Our state legislators heard gut-wrenching testimony yesterday as they began considering whether to again pass a law to ban texting while driving after the governor vetoed it after the last session.
Several victims of distracted drivers or those who have had loved ones killed in tragic collisions testified that Texas needs to prevent texting while driving. We had 3,331 traffic deaths in 2011, with more than 400 due to distracted driving.
I’ve handled many more crashes with the advent of cell phones. In one lawsuit last year, I subpoened the other driver’s records to prove that, despite the 20 year old woman’s denials, she was looking at her phone just before the crash which lead to a favorable settlement at a pre-trial mediation.
State law already prohibits drivers from texting while transporting anyone under the age of 17, while in school crossing zones, and when younger than 18. So our safety officials recognize the danger. And Arlington and about 30 cities — not to mention 40 other states and the U.S. government — have banned this.
This law is favored by Texas doctors, police, and the Department of Transportation. State legislators have filed six bills to ban texting while driving. The most comprehensive one bans “the use of a hand held wireless communication device to read, write, or send a text-based communication while operating a motor vehicle unless the vehicle is stopped.” Note that it would be okay to use hands-free phones. And a driver could use a hand held phone to read and enter phone numbers and to use Google Maps.
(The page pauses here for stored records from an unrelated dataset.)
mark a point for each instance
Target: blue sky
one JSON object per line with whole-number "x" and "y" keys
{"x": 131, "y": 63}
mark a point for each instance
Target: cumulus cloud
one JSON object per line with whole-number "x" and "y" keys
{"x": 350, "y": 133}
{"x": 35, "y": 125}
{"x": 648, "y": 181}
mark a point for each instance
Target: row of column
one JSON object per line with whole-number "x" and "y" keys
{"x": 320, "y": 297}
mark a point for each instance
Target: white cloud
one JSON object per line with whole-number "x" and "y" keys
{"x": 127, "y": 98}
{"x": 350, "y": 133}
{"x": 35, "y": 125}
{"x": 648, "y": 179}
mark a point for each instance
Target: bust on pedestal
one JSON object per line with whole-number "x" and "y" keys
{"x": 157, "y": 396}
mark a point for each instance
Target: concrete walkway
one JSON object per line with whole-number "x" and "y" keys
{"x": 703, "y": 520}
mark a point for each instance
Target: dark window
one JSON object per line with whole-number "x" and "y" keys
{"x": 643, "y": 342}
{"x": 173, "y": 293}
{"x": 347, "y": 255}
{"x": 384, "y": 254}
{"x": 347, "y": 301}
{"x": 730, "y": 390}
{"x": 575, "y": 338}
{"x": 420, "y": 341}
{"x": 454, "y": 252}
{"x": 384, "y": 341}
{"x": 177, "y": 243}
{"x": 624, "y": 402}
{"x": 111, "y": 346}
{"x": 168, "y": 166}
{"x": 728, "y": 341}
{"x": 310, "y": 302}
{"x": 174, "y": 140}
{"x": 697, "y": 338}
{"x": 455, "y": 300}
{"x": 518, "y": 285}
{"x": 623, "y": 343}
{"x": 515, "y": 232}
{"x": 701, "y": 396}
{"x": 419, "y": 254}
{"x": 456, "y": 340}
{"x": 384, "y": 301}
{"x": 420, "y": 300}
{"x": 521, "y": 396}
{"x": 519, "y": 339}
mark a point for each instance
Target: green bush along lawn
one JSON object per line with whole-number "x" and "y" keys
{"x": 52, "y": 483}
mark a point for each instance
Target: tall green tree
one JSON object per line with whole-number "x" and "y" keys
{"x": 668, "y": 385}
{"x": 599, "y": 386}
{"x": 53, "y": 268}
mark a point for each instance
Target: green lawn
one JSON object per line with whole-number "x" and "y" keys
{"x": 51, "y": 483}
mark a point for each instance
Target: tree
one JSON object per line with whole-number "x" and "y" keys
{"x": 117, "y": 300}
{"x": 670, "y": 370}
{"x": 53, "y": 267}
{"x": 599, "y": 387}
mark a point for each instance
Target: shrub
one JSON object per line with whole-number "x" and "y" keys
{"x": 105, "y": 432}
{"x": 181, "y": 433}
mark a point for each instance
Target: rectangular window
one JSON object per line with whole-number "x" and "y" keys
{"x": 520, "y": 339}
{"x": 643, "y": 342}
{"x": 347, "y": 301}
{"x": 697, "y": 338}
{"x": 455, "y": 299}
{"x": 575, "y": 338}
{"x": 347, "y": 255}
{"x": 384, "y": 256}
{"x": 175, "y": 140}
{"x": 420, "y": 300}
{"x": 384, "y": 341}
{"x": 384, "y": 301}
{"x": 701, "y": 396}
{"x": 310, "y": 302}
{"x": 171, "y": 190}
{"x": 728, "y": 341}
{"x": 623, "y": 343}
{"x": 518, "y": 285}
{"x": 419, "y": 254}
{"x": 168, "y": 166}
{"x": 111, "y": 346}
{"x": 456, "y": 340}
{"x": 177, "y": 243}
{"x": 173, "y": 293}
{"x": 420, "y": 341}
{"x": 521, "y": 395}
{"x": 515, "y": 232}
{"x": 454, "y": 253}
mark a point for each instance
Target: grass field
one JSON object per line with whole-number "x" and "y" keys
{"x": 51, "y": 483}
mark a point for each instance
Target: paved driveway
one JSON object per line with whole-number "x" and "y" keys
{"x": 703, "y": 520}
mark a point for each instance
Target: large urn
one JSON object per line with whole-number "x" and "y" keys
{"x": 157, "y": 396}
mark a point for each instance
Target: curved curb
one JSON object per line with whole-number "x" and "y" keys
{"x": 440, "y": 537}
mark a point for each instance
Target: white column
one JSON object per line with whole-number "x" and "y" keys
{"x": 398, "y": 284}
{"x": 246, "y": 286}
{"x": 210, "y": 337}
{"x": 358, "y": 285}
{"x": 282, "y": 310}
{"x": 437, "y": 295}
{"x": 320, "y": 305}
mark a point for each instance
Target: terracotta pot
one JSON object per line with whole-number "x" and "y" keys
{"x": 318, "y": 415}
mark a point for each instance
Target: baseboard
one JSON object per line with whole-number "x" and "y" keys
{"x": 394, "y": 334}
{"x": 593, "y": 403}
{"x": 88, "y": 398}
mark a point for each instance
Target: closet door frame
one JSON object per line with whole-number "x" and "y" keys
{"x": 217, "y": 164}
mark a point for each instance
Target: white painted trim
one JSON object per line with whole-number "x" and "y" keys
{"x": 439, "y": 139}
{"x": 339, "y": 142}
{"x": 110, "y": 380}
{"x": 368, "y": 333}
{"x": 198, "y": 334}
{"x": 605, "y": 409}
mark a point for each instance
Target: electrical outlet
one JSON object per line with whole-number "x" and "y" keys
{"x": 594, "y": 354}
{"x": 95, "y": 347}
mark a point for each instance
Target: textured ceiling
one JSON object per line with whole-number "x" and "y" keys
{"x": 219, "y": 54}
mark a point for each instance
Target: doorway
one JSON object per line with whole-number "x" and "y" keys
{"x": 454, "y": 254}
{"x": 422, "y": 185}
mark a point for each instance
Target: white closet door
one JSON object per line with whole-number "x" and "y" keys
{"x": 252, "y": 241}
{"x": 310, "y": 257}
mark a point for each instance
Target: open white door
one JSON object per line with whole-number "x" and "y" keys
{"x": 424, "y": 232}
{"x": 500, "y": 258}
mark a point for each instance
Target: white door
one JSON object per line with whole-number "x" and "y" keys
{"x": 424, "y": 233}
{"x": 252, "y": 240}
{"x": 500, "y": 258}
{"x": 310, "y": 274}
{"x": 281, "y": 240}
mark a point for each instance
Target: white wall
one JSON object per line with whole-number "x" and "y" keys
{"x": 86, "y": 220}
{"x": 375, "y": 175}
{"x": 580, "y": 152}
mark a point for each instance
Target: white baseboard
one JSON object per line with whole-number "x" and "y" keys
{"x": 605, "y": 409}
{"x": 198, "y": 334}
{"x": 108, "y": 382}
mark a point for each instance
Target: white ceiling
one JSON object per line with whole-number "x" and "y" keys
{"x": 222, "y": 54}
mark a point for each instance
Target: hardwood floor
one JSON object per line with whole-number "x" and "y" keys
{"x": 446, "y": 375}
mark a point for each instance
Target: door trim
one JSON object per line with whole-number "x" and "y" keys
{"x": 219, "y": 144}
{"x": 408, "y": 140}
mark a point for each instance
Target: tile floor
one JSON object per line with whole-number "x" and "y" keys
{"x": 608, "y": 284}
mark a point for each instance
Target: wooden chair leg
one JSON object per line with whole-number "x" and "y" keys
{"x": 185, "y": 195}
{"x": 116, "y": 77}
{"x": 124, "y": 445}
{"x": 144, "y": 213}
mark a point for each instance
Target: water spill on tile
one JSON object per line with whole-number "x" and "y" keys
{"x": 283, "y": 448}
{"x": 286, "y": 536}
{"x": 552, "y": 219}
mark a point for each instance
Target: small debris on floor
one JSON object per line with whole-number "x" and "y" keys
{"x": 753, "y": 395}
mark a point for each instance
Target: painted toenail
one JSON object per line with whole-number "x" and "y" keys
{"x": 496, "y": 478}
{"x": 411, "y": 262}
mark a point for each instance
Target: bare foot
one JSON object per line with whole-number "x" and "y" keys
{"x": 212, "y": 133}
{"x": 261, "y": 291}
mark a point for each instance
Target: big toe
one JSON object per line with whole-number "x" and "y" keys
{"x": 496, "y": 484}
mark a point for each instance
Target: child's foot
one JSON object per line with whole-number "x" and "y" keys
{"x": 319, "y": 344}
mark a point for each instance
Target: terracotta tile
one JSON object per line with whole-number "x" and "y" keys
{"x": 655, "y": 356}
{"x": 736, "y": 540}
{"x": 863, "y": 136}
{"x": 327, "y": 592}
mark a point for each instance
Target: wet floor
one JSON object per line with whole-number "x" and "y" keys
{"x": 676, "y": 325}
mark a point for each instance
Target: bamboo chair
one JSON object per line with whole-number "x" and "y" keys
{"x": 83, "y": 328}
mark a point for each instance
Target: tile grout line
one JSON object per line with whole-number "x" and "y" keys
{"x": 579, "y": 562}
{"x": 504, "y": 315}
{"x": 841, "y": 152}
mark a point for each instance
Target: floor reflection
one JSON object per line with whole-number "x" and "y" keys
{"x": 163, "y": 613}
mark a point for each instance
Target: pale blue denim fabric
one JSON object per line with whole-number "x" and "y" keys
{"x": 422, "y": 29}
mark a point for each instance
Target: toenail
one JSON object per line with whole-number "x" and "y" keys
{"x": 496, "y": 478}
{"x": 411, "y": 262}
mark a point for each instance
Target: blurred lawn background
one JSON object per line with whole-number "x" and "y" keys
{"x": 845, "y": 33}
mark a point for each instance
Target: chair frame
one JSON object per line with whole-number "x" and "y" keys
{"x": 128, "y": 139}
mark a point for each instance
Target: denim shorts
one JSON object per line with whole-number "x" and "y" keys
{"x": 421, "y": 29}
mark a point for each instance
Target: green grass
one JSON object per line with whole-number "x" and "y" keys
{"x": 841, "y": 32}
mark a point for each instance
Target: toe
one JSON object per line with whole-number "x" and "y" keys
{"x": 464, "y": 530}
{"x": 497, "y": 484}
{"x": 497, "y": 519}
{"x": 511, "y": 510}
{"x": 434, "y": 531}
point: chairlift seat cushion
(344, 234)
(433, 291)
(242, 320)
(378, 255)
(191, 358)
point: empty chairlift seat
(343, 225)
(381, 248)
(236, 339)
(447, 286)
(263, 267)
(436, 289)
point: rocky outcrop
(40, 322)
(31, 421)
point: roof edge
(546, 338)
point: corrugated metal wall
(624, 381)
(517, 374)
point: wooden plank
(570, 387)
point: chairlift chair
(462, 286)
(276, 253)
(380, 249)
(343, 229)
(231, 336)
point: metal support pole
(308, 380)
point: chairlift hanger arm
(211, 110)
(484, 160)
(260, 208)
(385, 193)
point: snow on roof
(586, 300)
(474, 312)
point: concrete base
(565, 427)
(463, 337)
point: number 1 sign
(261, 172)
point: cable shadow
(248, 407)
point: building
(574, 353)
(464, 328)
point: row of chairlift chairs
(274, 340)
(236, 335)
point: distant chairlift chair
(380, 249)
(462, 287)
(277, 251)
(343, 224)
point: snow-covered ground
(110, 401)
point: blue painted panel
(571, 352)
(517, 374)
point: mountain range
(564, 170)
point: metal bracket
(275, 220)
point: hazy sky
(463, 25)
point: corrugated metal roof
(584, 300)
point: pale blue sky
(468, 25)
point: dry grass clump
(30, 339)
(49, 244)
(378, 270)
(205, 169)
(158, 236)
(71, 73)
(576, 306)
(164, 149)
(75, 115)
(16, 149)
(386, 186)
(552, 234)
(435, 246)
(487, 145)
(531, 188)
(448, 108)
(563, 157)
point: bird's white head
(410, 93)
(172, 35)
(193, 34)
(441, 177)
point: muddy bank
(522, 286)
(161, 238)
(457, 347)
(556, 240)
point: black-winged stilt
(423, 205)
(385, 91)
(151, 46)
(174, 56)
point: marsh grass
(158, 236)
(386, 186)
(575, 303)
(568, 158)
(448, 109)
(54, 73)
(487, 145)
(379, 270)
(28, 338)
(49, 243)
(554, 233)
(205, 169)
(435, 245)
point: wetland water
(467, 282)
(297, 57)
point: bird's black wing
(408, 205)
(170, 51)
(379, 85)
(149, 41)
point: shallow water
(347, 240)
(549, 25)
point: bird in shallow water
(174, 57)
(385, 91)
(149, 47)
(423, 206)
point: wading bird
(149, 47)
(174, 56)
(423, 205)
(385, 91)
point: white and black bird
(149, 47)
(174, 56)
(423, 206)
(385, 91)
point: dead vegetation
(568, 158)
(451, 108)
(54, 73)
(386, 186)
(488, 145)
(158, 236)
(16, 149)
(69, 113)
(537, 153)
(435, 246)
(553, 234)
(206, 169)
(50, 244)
In Texas we had about 11,400 collisions caused by texting while driving just in 2011, which cost us a whopping $684 million. In the United States, 387,000 people were injured in crashes involving a distracted driver. A driver can travel the length of a football field and take his eyes off the road for an alarming 4.6 seconds — the average time it takes to read just one message. More than half of drivers, especially younger ones, also text and/or using the internet. The odds of getting hit by a distracted driver are high.
I urge readers to become educated on the perils of using cell phones while driving and to contact their state representatives to vote for this law.